Starliner Ready for Third Try on Wednesday, June 5

Starliner Ready for Third Try on Wednesday, June 5

NASA, Boeing and the United Launch Alliance said today the ground equipment problem that scrubbed yesterday’s launch of the Starliner Crew Flight Test is remedied. They are ready to try again on Wednesday. This will be the third attempt to launch the first crewed flight of Boeing’s Starliner commercial crew spacecraft since May 6.

Yesterday’s launch attempt stopped 3 minutes and 50 seconds before liftoff when the automated ground launch sequencer (GLS) detected a problem.

The GLS, a computer system, takes over from human operators when the countdown reaches terminal phase at T-4 minutes. Ten seconds later it halted the launch when one of three redundant computers was six seconds late responding. All three must be perfectly in sync for the launch to proceed.

Boeing’s Starliner spacecraft atop ULA’s Atlas V-Centaur rocket on the launch pad, May 31, 2024. Photo credit: NASA/Joel Kowsky

ULA President Tory Bruno explained in a post-scrub news conference that they would not know why it was slow until they could access the building where the computers are located, which is adjacent to the rocket. That meant they had to wait until they defueled (“detanked”) the rocket and vented the building of any residual hydrogen.

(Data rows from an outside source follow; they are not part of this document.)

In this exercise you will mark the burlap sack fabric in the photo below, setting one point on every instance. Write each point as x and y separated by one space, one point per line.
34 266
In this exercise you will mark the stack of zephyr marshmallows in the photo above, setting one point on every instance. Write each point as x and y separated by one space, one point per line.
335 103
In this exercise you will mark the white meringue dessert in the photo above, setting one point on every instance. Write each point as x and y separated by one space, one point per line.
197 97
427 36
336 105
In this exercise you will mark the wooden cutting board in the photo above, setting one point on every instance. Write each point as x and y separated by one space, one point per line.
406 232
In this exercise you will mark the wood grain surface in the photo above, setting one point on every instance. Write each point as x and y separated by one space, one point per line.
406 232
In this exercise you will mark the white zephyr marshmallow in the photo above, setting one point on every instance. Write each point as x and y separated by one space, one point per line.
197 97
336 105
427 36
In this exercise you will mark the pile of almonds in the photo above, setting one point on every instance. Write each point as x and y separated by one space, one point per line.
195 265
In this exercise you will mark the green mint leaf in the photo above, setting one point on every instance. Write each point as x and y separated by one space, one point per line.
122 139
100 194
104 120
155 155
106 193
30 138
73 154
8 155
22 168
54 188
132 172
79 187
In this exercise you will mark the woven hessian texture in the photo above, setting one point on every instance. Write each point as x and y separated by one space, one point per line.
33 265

Once inside, engineers determined the issue was with a power supply to that computer chassis. The computer cards in that chassis included the one associated with topping off the rocket’s liquid hydrogen and liguid oxygen propellant. Earlier in the countdown, data from sensors associated with those topping valves suddenly stopped and ULA switched to redundant circuitry in order to continue. Only two of the three computers had to be working at that point, but all three were needed once they got into terminal count.

ULA now has replaced the chassis with the faulty power supply. They will inspect it to determine why it failed, but are ready to resume launch preparations.

Technicians and engineers with ULA (United Launch Alliance) worked overnight and on Sunday to assess the ground support equipment at the launch pad that encountered issues during the countdown and scrubbed the June 1 launch attempt. The ULA team identified an issue with a single ground power supply within one of the three redundant chassis that provides power to a subset of computer cards controlling various system functions, including the card responsible for the stable replenishment topping valves for the Centaur upper stage. All three of these chassis are required to enter the terminal phase of the launch countdown to ensure crew safety.

On Sunday, the chassis containing the faulty ground power unit was removed, visually inspected, and replaced with a spare chassis. No signs of physical damage were observed. A full failure analysis of the power unit will be performed to better understand root cause. Meanwhile, ULA has completed functional checkouts of the new chassis and the cards, and all hardware is performing normally.  — NASA

NASA astronauts Butch Wilmore and Suni Williams remain in quarantine at Kennedy Space Center. Their first attempt to fly this test flight of Boeing’s Starliner spacecraft to the International Space Station on May 6 was scrubbed about 2 hours before liftoff due to a faulty valve in the Centaur upper stage of ULA’s Atlas V rocket. The rocket had to be returned to ULA’s Vertical Assembly Facility to replace the valve.

NASA astronauts Barry “Butch” Wilmore and Sunita “Suni” Williams, commander and pilot of the Starliner Crew Flight Test, return to Kennedy Space Center on May 28, 2024 in preparation for the June 1 launch attempt. Photo credit: NASA

While there, Boeing detected two issues with the Starliner spacecraft itself — a helium leak in one of Starliner’s Reaction Control System thrusters and a “design vulnerability” in ensuring there are three redundant methods for returning Starliner to Earth.

After extensive analysis, NASA and Boeing decided Starliner is safe to fly as is although changes may be made for future flights. They rescheduled the launch for June 1, but the result was another scrub because of the GLS power supply failure.

If anything goes awry on June 5, June 6 is a backup opportunity. NASA, Boeing and ULA are eager to get Starliner into orbit by then. Otherwise life-limited parts on the spacecraft and rocket, like batteries, will have to be replaced, resulting in a longer delay.